Having risen from the dead, he offers to all who will come to him the freedom that he bought and fought for. Once again, through the Son, we can have fellowship and friendship with both God and his Son, resulting in everlasting life (Jn. 17:3; 2 Cor. 5:14-21).
This new relationship with God is not as easy as it was for Adam and Eve. We are not in the garden, but we in are a world enslaved to sin because many still reject both the Son and fellowship with the Father. Because the followers of the Son are in fellowship with God and are more powerful than the spirits of wickedness, they fight off the attempts to enslave them. Because God is love, they love, and they fight to bring others under the dominion of the Son who sets humans free.
They will continue to do so until the time of opportunity is ended. Then all who have made their way into the kingdom of the Son will shine forever, while all who rejected him and chose disobedience to God will be destroyed along with the spirits of wickedness who kept them captive.
The story of Adam and Eve is history. God told Adam not to eat from the tree of good and evil, but the devil tricked Eve into talking Adam into eating it. God, worried that Adam and Eve might eat from the tree of life and become immortal, barred the passage to the garden they lived in. Now it is no longer visible or maybe even submerged under the earth.
God cannot bear any disobedience at all. He never forgives anyone even the slightest sin because he is too holy and just. Anyone who disobeys in any way must die (Hab. 2:13? James 2:10? Ezek. 18:20, but note vv. 21-30). God does not want to kill humans. Even though he must kill humans because he is so holy and just that he cannot forgive sins, he really wants to forgive sins, so he allows humans to kill animals so they don’t have to be killed. In fact, when Adam and Eve sinned, God killed animals in their place and gave them the animal skins as clothes.

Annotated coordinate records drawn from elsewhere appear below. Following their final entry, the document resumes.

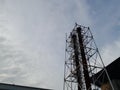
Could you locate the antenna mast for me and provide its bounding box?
[63,24,113,90]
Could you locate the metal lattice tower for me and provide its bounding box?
[63,24,111,90]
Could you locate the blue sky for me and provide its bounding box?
[0,0,120,90]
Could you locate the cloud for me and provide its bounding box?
[0,0,92,90]
[101,39,120,65]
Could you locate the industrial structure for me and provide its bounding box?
[0,83,50,90]
[63,24,116,90]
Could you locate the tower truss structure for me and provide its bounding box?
[63,24,114,90]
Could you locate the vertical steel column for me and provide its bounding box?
[77,27,91,90]
[72,35,81,90]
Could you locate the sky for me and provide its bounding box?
[0,0,120,90]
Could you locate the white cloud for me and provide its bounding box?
[0,0,92,90]
[101,40,120,65]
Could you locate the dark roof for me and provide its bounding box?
[92,57,120,87]
[0,83,50,90]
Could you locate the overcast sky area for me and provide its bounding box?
[0,0,120,90]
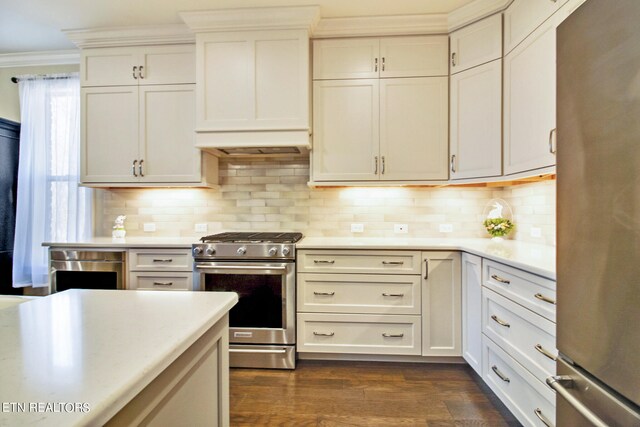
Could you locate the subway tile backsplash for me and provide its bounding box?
[95,158,555,245]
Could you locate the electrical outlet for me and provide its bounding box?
[393,224,409,234]
[351,224,364,233]
[439,224,453,233]
[531,227,542,237]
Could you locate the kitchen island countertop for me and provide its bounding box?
[0,289,238,426]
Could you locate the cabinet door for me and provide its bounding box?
[462,253,482,376]
[313,38,380,80]
[196,30,309,131]
[80,47,138,87]
[81,86,138,183]
[449,60,502,179]
[380,77,449,180]
[504,0,567,54]
[422,252,462,356]
[503,15,559,175]
[379,36,449,77]
[138,44,196,85]
[139,85,201,182]
[312,79,380,181]
[450,13,502,74]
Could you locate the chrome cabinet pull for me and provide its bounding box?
[547,375,608,427]
[533,408,553,427]
[153,282,173,286]
[382,332,404,338]
[491,274,511,285]
[491,365,511,383]
[533,344,556,362]
[534,294,556,305]
[491,314,511,328]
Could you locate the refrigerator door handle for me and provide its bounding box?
[547,375,609,427]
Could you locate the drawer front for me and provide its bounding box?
[482,288,558,383]
[297,313,421,355]
[297,249,421,274]
[129,249,193,271]
[297,273,420,314]
[127,272,193,291]
[482,260,556,323]
[483,337,555,427]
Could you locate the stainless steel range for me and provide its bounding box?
[192,232,302,369]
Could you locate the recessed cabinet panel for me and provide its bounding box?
[312,80,380,181]
[313,38,380,80]
[379,36,449,78]
[81,86,138,183]
[380,77,449,180]
[450,60,502,179]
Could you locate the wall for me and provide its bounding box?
[0,64,80,122]
[96,158,555,244]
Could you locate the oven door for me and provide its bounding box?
[194,261,296,344]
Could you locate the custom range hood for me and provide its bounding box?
[180,6,320,156]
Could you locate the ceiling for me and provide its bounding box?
[0,0,473,54]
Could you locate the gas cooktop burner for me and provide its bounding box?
[200,232,302,243]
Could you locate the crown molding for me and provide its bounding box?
[180,6,320,33]
[313,14,448,38]
[63,24,195,49]
[447,0,513,32]
[0,49,80,68]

Even then, God is not really accepting their sacrifice, nor is he simply showing mercy when the Old Testament says he shows mercy. Instead, he is looking forward to the eventual death of his Son in the place of all humans because that is what actually allows him to forgive. This must be why King David said God doesn’t want sacrifices but a repentant heart (Ps. 51:16) and why God desires mercy and not sacrifice (Hosea 6:6, a verse Jesus quoted in Matthew 9:13)
Humans continued to sin, and God kept allowing them to kill animals in their place. Adam’s son, Cain, did not understand this, so he offered grains to God as a sacrifice. Plant life can’t atone for human life, so God rejected Cain’s sacrifice. Cain got mad and killed his brother because his brother offered an animal sacrifice. God let Cain go anyway. He even stamped Cain with a stamp on his forehead so that people would not kill him.*
* The real story is that Cain’s sacrifice was rejected because he was evil, and Abel’s was accepted because he was righteous (Gen. 4:7; 1 Jn. 3:12).
God eventually took for himself a nation, and though they had sacrifices to cover their sins, they were so evil God overthrew them despite their sacrifices. Then, finally, when the time was right (Gal 4:4), God sent his Son, through whom he created the universe, to be the ultimate sacrifice. The Son never committed a sin, and he was divine, and therefore he was qualified to be the one great sacrifice that would allow God to forgive all the sins of mankind once and forever.
After paying for all sins with his life, the Son rose from the grave, and everyone who believes that he died for their sins will have their sins forgiven no matter what they do.
Which story do you think is more biblical?